Garcia, Lorenzo F., Jr. 2013. Homeric Durability: Telling Time in the Iliad. Hellenic Studies Series 58. Washington, DC: Center for Hellenic Studies. http://nrs.harvard.edu/urn-3:hul.ebook:CHS_GarciaL.Homeric_Durability_Telling_Time_in_the_Iliad.2013.
Epilogue: Homeric Durability; Concluding Remarks
Trapped in an enduring present moment without access to a future horizon, a patient is caught up in a temporality of the “no longer”; there is only an unrecoverable pain-free past and an unendurable present of world-shattering pain.
The very phraseology describing the perpetuation of “fame” indicates that, generally speaking, “fame” does not last—it is a temporal and temporary object, destined to fade over time as memory and the various mnemonic devices—graves, tombs, and the oral tradition itself—fade into oblivion. So in those cases when the durability of κλέος is emphasized—when it is claimed that it will never be lost, that it will be inextinguishable, that it will be imperishable—we can only measure that durability with the scale Homer provides elsewhere in the epic. The adjective ἄφθιτος ‘unwithered’ in κλέος ἄφθιτον ἔσται is otherwise used for the marvelous: grapevines that do not fade in their bounty (ix 133), Zeus’ divine counsels (XXIV 88), and the material craftwork of Hephaistos, including Agamemnon’s σκῆπτρον ‘scepter’ (II 46, 186), Hera’s θρόνος ‘throne’ (XIV 238), the rims of the wheels of her chariot (V 724), and the homes of Poseidon (XIII 22) and Hephaistos himself (XVIII 370).

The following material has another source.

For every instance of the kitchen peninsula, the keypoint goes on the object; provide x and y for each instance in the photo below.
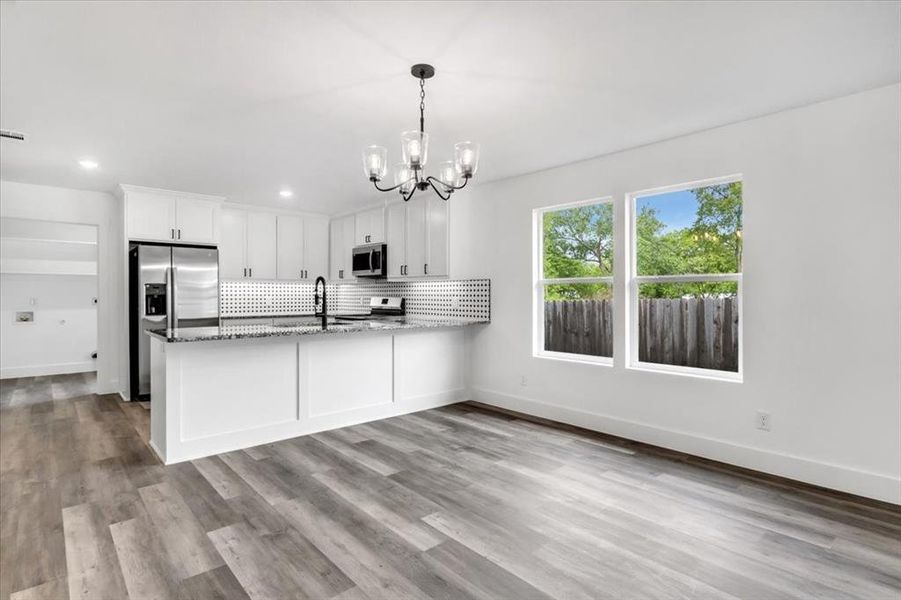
(216, 389)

These divine objects are durable and certainly long lasting—though Homer elsewhere shows us divine craft that does break in spite of its being created to be ἄρρηκτος ‘unbreakable’ (XXI 446–447). Hephaistos’ other “immortal” craftwork—namely the armor he makes for Achilles (cf. XIX 3, 10–11)  —cannot preserve his life (cf. XVIII 464–467). Zeus’ divine counsels are themselves only “imperishable” so long as he remains king of the pantheon. It is worth considering the distribution of the formulaic Ζεὺς δ’ ἄφθιτα εἰδῶς in early Greek poetry: it appears once in the Iliad (XXIV 88) when Zeus summons Thetis to talk about the return of Hektor’s corpse, but three times in Hesiod’s Theogony (545, 550, 561), significantly all in context of Zeus’ struggles with Prometheus. In other words, Zeus’ counsels are emphasized as ἄφθιτος only in contexts where there is a real question of whether he will be obeyed.
Achilles’ κλέος ἄφθιτον is not ‘imperishable fame’, for there is nothing in the world of the Iliad that would allow us to comprehend what ‘imperishable’ means. Instead, we should interpret it as ‘unwithered fame’, fame that is temporally conditioned, though projected into an indefinite future.